Being that it was smack in the middle of the Cold War era, Goldwater, and pretty much all of America, saw communism as the reigning tyranny of their day. A state-controlled economy, and basically state-controlled everything, goes against everything America was founded on. The dreariness of the Soviet Union wasn't helping communism's PR campaign at all.
But communism wasn't the only tyranny game in town, and Barry Goldwater saw many of the goals of liberalism as heading down that tyrannical path. If a man can't be free unless both his spiritual and economic sides are free, and if a centralized government is attempting to take those liberties away, it must be tyrannical, right? Any help you accept from the government is a liberty-sucking, dependency-inducing, initiative-destroying scheme by a government just looking to take more control over your life.
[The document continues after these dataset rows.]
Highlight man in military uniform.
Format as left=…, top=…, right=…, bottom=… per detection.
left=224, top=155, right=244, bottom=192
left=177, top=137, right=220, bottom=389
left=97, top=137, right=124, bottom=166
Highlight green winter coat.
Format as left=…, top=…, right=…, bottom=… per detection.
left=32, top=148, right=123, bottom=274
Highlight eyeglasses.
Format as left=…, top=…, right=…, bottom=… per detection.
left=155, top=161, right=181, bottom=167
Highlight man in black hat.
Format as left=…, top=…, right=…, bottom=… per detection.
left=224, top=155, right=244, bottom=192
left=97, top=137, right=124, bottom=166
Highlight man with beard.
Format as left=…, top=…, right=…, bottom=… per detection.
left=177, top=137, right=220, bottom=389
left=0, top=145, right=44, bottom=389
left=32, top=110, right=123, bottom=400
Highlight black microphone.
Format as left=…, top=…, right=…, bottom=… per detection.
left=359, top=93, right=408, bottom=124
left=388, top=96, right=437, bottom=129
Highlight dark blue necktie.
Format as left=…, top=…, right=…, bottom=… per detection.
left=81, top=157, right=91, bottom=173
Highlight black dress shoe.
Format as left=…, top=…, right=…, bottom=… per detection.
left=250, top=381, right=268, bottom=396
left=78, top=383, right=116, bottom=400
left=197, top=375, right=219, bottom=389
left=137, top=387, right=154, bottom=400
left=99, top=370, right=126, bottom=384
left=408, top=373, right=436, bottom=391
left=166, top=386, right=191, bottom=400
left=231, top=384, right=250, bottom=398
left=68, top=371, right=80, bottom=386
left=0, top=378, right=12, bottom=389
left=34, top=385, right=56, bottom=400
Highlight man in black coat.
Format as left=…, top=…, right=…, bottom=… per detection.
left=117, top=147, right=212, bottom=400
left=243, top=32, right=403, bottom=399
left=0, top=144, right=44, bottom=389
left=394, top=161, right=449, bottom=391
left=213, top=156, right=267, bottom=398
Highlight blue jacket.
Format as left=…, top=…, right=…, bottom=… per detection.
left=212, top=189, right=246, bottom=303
Or maybe that's stretching it just a touch.
Questions About Freedom and Tyranny
- Consider current political debates about the War on Terror. How are they similar to past debates about the threat of communism? What's different?
- Does Goldwater address the difference between necessary federal government intervention and tyranny?
- Goldwater said that extremism in the defense of liberty is no vice. Did he think his views were extremist?
- What kind of federal government programs did Barry see as a threat to liberty?
Chew on This
Government assistance might seem benign, but you don't get something for nothing—the government will demand more say over your life.
Holy overstatement, OMG. Communism, liberalism, and tyranny are three totally different things. The Senator is way off base here.